Learning through Sickness

The bulk of the past two days have been one long menacing nightmare. After a relaxing escape filled with great food and good health in beautiful Kerala, I came down with a fever, chills, headache, body aches, and diarrhea as soon as I made it to my main destination of Hubli, Karnataka to start project work.

Almost at the very moment of arriving to Hubli after a total of 21 hours of train riding (12 hours from Cochin-Bangalore, 9 hours from Bangalore-Hubli), I fell completely sick. To make things worse, a few hours into my sleep in the wee hours of the morning, I awoke from itching bites all over my sweaty body ultimately forcing me to half-consciously stumble into the bathroom for an unwanted cold shower. I'm hard pressed to recall a night's rest as terrible as this one. Putting it all together, the night was made of a miserable mix of ingredients: a fever, an aching body, a dozen mosquito bites, the mental stress of thinking of what those mosquitoes could be carrying, and the desperate need for sleep after such tiring travels.

The following day was filled with more of the same. I tried my best to rest as much as I could to beat this bug, but found it difficult to overcome my body's uncomfortable oscillations between hot and cold. I lost all sense of time. Every time I dozed, I had an irritating, incomprehensible, and reoccurring dream (or should I say nightmare) filled with feelings of stickiness and stress. My day went by at snail's pace.

The second night was bad but not as bad. And luckily today has been much better. I saw a doctor to make sure my illness was nothing serious, and by this afternoon I felt noticeably better. Most likely (and hopefully) my sickness was due to basic case of food poisoning based on its short duration.

All in all, as terrible as this cloudy experience has been, it has brought with it many benefits through recognition of its silver lining. And by seeing the value through the struggle, it definitely helped me maintain a more optimistic attitude to the course of things.

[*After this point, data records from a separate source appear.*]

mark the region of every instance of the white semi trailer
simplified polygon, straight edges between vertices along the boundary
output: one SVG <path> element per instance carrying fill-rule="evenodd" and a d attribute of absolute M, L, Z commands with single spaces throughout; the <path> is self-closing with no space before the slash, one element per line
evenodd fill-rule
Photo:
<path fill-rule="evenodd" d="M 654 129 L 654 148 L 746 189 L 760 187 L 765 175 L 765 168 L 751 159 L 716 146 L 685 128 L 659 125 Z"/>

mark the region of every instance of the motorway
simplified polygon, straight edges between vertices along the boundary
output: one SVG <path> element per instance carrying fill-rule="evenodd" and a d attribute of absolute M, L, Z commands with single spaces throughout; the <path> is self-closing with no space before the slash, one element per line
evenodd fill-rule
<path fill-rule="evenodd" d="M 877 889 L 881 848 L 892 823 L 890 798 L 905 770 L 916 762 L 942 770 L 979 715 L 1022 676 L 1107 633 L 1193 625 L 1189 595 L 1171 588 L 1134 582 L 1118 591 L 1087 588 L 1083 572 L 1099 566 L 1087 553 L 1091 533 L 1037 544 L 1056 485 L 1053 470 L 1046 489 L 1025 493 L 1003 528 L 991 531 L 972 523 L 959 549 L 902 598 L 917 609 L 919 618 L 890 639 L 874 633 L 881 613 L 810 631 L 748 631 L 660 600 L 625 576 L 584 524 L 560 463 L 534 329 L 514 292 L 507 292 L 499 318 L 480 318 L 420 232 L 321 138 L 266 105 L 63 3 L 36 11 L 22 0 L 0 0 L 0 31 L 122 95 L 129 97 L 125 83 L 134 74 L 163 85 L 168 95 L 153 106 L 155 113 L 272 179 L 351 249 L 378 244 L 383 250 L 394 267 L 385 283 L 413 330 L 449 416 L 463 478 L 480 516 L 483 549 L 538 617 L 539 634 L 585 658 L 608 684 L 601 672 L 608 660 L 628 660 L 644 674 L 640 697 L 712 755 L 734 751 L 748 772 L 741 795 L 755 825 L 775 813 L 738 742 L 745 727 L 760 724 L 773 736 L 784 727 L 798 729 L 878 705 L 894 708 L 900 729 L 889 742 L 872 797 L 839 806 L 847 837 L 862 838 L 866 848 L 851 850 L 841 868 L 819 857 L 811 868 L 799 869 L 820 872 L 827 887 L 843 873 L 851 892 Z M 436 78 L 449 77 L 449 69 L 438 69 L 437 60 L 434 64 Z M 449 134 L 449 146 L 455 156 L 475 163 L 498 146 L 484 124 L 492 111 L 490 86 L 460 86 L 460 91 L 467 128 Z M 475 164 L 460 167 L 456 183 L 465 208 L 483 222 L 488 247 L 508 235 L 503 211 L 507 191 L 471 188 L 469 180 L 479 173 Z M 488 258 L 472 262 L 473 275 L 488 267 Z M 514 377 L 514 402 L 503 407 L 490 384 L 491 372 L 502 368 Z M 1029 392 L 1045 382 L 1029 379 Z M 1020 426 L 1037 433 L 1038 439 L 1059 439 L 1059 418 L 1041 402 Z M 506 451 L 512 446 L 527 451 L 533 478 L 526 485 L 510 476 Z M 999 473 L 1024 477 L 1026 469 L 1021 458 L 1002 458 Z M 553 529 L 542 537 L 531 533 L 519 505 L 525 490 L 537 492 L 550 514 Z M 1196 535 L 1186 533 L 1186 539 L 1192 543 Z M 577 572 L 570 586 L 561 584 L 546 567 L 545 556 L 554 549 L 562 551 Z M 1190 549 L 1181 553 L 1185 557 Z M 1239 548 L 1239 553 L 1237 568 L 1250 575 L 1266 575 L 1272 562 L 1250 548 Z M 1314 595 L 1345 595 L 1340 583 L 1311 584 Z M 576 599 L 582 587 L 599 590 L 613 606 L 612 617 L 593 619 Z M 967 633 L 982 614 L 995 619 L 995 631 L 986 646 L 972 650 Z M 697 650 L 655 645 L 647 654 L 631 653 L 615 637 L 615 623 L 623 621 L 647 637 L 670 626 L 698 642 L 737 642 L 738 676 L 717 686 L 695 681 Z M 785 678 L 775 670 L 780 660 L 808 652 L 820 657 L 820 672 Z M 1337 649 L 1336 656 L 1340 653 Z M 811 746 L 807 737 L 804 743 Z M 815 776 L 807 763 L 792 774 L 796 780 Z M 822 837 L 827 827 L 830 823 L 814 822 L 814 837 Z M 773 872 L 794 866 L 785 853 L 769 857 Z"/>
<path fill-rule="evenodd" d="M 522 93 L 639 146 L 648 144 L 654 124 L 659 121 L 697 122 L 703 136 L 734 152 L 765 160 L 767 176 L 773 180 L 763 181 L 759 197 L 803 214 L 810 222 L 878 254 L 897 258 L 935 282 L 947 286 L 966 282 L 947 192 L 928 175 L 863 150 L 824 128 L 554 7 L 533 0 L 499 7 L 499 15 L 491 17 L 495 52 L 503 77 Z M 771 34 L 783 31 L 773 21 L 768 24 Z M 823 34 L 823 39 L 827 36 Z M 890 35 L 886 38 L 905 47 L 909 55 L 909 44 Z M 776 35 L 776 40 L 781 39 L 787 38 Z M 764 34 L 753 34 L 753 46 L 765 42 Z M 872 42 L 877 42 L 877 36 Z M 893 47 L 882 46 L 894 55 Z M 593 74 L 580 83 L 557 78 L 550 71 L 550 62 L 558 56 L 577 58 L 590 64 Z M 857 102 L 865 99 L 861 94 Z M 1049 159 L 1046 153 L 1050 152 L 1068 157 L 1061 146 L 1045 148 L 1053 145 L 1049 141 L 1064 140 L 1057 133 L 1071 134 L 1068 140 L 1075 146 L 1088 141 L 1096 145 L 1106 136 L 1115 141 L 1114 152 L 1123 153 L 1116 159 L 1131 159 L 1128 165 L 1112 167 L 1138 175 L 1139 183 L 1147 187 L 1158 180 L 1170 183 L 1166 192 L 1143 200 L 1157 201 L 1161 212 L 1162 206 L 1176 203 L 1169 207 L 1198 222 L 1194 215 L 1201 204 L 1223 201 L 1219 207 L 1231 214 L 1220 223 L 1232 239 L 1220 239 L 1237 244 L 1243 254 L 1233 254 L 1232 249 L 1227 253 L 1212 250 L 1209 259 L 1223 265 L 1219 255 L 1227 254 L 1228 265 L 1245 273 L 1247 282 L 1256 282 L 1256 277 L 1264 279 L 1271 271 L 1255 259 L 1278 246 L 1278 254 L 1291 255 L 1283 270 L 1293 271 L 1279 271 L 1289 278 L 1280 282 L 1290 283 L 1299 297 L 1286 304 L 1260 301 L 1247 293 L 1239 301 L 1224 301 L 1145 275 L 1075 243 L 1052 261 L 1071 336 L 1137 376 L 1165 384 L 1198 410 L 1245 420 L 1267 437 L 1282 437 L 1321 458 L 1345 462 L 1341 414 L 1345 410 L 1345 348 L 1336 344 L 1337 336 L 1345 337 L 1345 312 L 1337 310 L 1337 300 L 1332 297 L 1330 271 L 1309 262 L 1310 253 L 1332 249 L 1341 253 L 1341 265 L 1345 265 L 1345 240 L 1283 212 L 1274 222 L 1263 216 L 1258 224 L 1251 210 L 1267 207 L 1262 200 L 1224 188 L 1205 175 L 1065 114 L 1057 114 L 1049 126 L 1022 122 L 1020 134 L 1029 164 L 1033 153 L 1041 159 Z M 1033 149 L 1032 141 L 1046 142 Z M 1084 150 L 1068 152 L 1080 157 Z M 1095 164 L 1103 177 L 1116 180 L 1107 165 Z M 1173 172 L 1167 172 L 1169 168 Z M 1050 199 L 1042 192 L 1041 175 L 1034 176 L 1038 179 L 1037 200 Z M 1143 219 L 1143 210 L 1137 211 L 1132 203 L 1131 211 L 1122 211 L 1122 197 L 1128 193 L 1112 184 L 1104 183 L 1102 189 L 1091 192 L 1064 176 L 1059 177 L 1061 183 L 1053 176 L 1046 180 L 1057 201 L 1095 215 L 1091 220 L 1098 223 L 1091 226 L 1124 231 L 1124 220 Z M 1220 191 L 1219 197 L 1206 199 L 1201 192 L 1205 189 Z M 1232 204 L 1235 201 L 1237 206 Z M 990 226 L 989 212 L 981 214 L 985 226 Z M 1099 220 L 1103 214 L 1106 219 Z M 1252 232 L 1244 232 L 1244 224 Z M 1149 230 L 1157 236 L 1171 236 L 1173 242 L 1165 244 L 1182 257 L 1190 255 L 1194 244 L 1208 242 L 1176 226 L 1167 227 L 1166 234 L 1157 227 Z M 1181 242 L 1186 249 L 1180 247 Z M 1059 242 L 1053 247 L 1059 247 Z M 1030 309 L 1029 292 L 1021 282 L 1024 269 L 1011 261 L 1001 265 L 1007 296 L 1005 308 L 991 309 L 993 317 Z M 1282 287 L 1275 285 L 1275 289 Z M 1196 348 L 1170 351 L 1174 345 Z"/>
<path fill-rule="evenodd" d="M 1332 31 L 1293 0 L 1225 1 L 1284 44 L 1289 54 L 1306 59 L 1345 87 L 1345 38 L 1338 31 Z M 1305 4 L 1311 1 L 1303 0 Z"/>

Through the ordeal, I've learned and reflected on the health care system in rural/low-income India by going through it first-hand. Overall, I witnessed the system's lack of service capacity and its barriers to entry for the community's poor. As an illustration, I waited two hours past my scheduled appointment time for a simple four minute check-up; financially, the check-up billed at 80 rupees and the prescription at 90 rupees, a hefty sum for any low-income family in India especially just for treating a mild illness. It's now much clearer to me how and why a family would pass up receiving medical help from professionals. And sadly, in severe cases, such bypassing of simple help and intervention often leads to preventable long-term health problems and the crippling financial problems.

Finally, through this experience I have literally felt the problem and pain that I will be spending my summer trying to alleviate here in Hubli . Through my two days of suffering, I have developed an even stronger motivation to tackle the problems of poor sanitation and contaminated water which are causing similar illnesses to what I felt. Experiencing the overwhelmingly averse effects of bad health that completely upends life, I've grown a deeper connection to the real value of the impact I hope to make in the next eight weeks.